The acting is similarly uneven; there’s a strange tendency throughout The Lake on Clinton Road for characters to overreact to the most mundane events; in the midst of the bonfire bash, one of the girls wanders into the (very shallow) lake, and her boyfriend goes berserk on her - so much for the banter bus. Later, when things go south and flight becomes a viable option, when one character says he hasn’t got the car keys on his person, another screams ‘YOU AIN’T GOT THE FUCKING KEYS MAN?!?!’ (relax mate, they’re probably in his other jeans). And yet, when that same character’s girlfriend goes missing, he is completely chill, and, on his way to bed alone, he holds up his two hands and leers ‘see these two? They my girlfriends tonight. We gonna have a little threesome’! It is quite incredible. But this disproportion extends to the plotting too, wherein one of the characters impossibly finds a photograph of herself in the house, which is then promptly forgotten about within moments, as is the girl who goes missing, and as is any ultimate responsibility towards fully explaining the mystery behind the spectral kid who keeps popping up. Admittedly, there is one really well managed cattle prod scare involving this little so and so, but this moment stands alone in a film that is less a horror, and more a weekend away with the world’s most unappealing youngsters.

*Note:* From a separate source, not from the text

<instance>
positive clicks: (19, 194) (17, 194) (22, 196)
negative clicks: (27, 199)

Of its cast, The Lake on Clinton Road’s most obnoxious character is a boor called Jaime. Jaime is crude and sexist. He constantly boasts about his shortcomings (as a ‘chubby guy’) as if not trying is something to be proud of. He is a character that has no consequence whatsoever where the plot is concerned. And, most egregiously, has an annoying and almost completely un-scary habit of sneaking up on people and trying to make them jump. Jamie probably thought that the weekend at the lake would be a relaxing time of it, but it turned out to be not so easy after all. In fact, it turned out to be pretty difficult, indeed. Never has a character been a more apt ambassador for the film that they feature in.